I am blessed to share with you the guest post and words of my new friend and Boston Marathon runner Linda Leonard Ambard. May her journey and words encourage you and deepen your faith in humanity and God.
For five years, I felt like I was called to do more than I was doing with my life. For five long years, I prayed that God would help me to be the woman I was being called to be. When I didn’t find the answer, Phil told me that it was because I was living my faith, yet I knew that there was something I was to do. On 27 April 2011, that calling was directly shown to me. I could never have foreseen the events of that day–events so terrible that the human heart cannot wrap it’s arms around the vile act. Do I think that God took my Phil? No, I think that my Phil was received into heaven, but I believe that God knew that it would take me five years to be ready for what was going to be asked of me.

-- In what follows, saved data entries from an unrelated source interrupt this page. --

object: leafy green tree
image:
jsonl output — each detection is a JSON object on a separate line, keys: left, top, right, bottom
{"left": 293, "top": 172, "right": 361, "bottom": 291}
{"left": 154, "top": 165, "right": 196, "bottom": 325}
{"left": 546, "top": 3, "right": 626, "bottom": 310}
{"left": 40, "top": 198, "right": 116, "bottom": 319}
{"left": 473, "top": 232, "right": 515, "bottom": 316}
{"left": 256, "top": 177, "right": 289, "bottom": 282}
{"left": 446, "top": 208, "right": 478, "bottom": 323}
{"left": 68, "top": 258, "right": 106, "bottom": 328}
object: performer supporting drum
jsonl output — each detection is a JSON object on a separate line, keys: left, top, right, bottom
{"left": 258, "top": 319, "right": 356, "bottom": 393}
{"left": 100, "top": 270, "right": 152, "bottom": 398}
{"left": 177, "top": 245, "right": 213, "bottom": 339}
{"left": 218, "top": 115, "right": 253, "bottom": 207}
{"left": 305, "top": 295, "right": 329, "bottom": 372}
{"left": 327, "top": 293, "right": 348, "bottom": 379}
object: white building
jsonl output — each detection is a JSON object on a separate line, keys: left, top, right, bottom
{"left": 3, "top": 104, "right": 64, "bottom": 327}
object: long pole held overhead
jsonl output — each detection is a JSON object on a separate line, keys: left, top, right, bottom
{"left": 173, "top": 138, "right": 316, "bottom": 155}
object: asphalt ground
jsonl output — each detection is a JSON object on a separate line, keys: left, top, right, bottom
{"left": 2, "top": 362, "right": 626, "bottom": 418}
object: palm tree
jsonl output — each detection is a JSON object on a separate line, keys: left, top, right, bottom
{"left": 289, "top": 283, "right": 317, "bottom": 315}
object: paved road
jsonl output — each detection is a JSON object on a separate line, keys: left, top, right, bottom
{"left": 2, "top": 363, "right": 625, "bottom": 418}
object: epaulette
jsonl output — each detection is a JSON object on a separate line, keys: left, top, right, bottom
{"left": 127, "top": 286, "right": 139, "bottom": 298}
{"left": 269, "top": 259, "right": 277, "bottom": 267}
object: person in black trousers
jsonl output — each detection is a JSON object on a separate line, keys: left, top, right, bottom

You see, my husband of 23 years was assassinated by someone he liked and trusted. This vile monster looked at my Phil and shot him time and time again. The media figured out who the fallen Air Force Academy Professor was and my children found out through social media. Imagine finding our from Facebook or an acquaintance. I, however, was at school teaching. I thought I might lose my job that day because I had volunteered to be the one let go (because teachers were losing jobs due to district bankruptcy essentially). I knew we would be moving when Phil returned from Afghanistan. When my principal got me and we were walking up the hall, I saw media trucks outside. I thought I would have to give an interview about school politics. I never dreamed that the media would be at the school, my house, and the airport because Phil was never coming home.
As I saw the military men and women in uniform, and as the words began to be uttered, I fell to my knees keening. As I fell to my knees and I heard sounds I could never again replicate, a singular thought crossed my mind. I had a choice to make. How could I claim to have faith if in my darkest hours I get angry or question God about the loss of Phil. I chose. I chose to fall into my faith and in that singular act, I have been carried and blessed beyond belief. Make no mistake, the walk is hard; it is lonely; and I do not understand why him and why not me, but here is what I do know. I see the people God has put into my life. I see the ways that I have grown in faith and with my testimony, but again, it was a choice.
This year, I was running the Boston Marathon to honor the second anniversary of the terrorist that took Phil. I had been given a number because of my story. I was the girl running in a red polka dotted skirt, a smile, and with a spring in her step. I was running well and I was but a quarter of a mile away from the finish line when all hell broke loose. I had conquered 26 miles of the course. The finish line was in sight. I never got to cross the finish line. Another terrorist sought to take the singular facet of my life that gives me joy and lets me fall into my faith, but even as I cowered and broke in a Dunkin Doughnuts shop, God worked through people and through my heart. My heart began to blaze. I cannot let evil people take any more from me. I must stand up and be bold. I am a woman of faith and no matter what happens, I can say, it is well, it is well with my soul. Easier said than done at times….
Faith and happiness are choices. I am nobody special really, but God can make a work of beauty even among the debris and ashes of my life. There are days, days like the Boston Marathon, when I am transported back into the darkness, but I am well aware that God is in control. People make choices. I choose to be bold and to step forward one faltering step at a time. I choose not to let my tragedy define who I am, rather I embrace the life I have been given because if I don’t evil people will have won two of us versus just one. By standing firm in my faith, and by choosing to live in the light (sometimes with pink polka dots), I know that though today I may break, there will be someone some where that will be the hand that carries me. I know that some day some how, I will live a life of joy. I have seen it, and I own it.
My writings are the story of my walk in faith and it is the story of the way I can find joy and life even now.